HI, looking advise on tinting the two rear windows in my M/Home. As they are not glass the normal method of application, as used on cars, is not suitable. Has any member used a product that is suitable for this task. Any advise appreciated.
Thanks,
Bob.


----------



## raynipper (Aug 4, 2008)

I have tinted several large RVs with the stick on film. I don't see why it wouldn't work with your window product if it is smooth. 

I would do a practice window first as usually the first one is a mess. Both the glass (perspex) and the film needs to be sprayed with a slightly soapy water solution to allow movement. Squeegee the moisture out when finally positioned. Trim round the edges with a new Stanly blade. Wait to dry overnight and seal the edges with a clear nail varnish.

Ray.


----------



## camoyboy (May 9, 2005)

The problem with using the stick on type of tinting film on acyrlic windows is the differential in expansion when they get hot.
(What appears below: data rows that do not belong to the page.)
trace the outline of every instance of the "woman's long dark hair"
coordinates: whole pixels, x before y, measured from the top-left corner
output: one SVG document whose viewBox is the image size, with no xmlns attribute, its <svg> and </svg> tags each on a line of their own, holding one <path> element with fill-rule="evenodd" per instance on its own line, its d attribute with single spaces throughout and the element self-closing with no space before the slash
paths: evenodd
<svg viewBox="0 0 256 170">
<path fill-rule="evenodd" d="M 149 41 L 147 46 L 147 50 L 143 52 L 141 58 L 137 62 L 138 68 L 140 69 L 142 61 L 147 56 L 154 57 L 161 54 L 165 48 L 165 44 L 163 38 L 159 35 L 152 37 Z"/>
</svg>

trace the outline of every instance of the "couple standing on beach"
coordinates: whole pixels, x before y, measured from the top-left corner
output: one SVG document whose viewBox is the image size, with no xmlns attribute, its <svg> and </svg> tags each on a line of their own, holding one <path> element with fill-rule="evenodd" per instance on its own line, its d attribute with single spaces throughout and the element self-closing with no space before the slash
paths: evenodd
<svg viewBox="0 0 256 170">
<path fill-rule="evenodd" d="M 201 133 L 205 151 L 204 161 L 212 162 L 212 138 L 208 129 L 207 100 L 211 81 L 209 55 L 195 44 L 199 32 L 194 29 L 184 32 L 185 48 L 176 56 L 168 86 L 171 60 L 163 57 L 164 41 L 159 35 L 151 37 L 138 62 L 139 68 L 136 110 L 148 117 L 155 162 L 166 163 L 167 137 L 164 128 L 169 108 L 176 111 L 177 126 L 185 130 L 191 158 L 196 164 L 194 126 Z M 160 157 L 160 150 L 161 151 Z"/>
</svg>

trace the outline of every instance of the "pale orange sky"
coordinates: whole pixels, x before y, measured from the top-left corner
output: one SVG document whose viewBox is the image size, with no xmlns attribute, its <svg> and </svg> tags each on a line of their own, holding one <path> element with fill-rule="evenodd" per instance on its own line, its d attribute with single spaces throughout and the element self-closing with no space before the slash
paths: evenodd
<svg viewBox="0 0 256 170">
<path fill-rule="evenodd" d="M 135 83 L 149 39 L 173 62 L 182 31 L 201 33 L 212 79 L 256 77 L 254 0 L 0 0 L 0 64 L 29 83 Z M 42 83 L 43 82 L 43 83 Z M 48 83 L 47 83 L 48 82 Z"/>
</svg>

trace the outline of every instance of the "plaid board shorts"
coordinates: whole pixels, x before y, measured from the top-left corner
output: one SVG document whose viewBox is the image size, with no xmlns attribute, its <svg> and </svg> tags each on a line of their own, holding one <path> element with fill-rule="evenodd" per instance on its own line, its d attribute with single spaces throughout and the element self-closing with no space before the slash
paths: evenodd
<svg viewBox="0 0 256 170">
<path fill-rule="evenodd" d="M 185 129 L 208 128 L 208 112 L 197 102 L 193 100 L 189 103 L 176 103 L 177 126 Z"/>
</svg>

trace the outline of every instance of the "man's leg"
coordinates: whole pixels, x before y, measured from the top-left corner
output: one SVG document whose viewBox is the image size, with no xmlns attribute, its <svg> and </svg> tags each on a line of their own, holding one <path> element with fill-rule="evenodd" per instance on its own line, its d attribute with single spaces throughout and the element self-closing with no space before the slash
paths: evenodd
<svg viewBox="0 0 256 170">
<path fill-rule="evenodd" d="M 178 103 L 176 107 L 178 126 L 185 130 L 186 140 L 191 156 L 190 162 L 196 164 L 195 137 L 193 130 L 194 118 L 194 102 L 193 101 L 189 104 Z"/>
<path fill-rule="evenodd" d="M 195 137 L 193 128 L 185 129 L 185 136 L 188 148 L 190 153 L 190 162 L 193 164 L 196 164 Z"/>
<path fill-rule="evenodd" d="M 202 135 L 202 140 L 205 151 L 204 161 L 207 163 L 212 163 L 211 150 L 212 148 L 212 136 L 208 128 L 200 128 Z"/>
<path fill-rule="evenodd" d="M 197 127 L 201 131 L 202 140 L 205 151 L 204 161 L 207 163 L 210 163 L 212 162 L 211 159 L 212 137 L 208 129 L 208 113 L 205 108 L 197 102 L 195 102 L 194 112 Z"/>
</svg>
Acrylic expands more than the film and this will result in a cracked window.

Having said that, I went ahead and tinted the bathroom window of our previous Rapido about 7 years ago using this material, and as far as I am aware it is still intact.

The guy who tints our windows at work said the material used in the accessory shops may be more flexible than the more proffesional kit, and that is why I got away with it.

Colin


----------



## torrhead (Oct 20, 2007)

Thanks folks for the quick response, I tried to apply the film material which turned out like a lunar landscape it had that many air bubbles in it.


----------



## raynipper (Aug 4, 2008)

torrhead said:


> Thanks folks for the quick response, I tried to apply the film material which turned out like a lunar landscape it had that many air bubbles in it.


Exactly....... you need to practice.

Ray.


----------



## bigcats30 (Aug 13, 2012)

torrhead said:


> Thanks folks for the quick response, I tried to apply the film material which turned out like a lunar landscape it had that many air bubbles in it.


Next time use water with washing up liquid in it :wink:


----------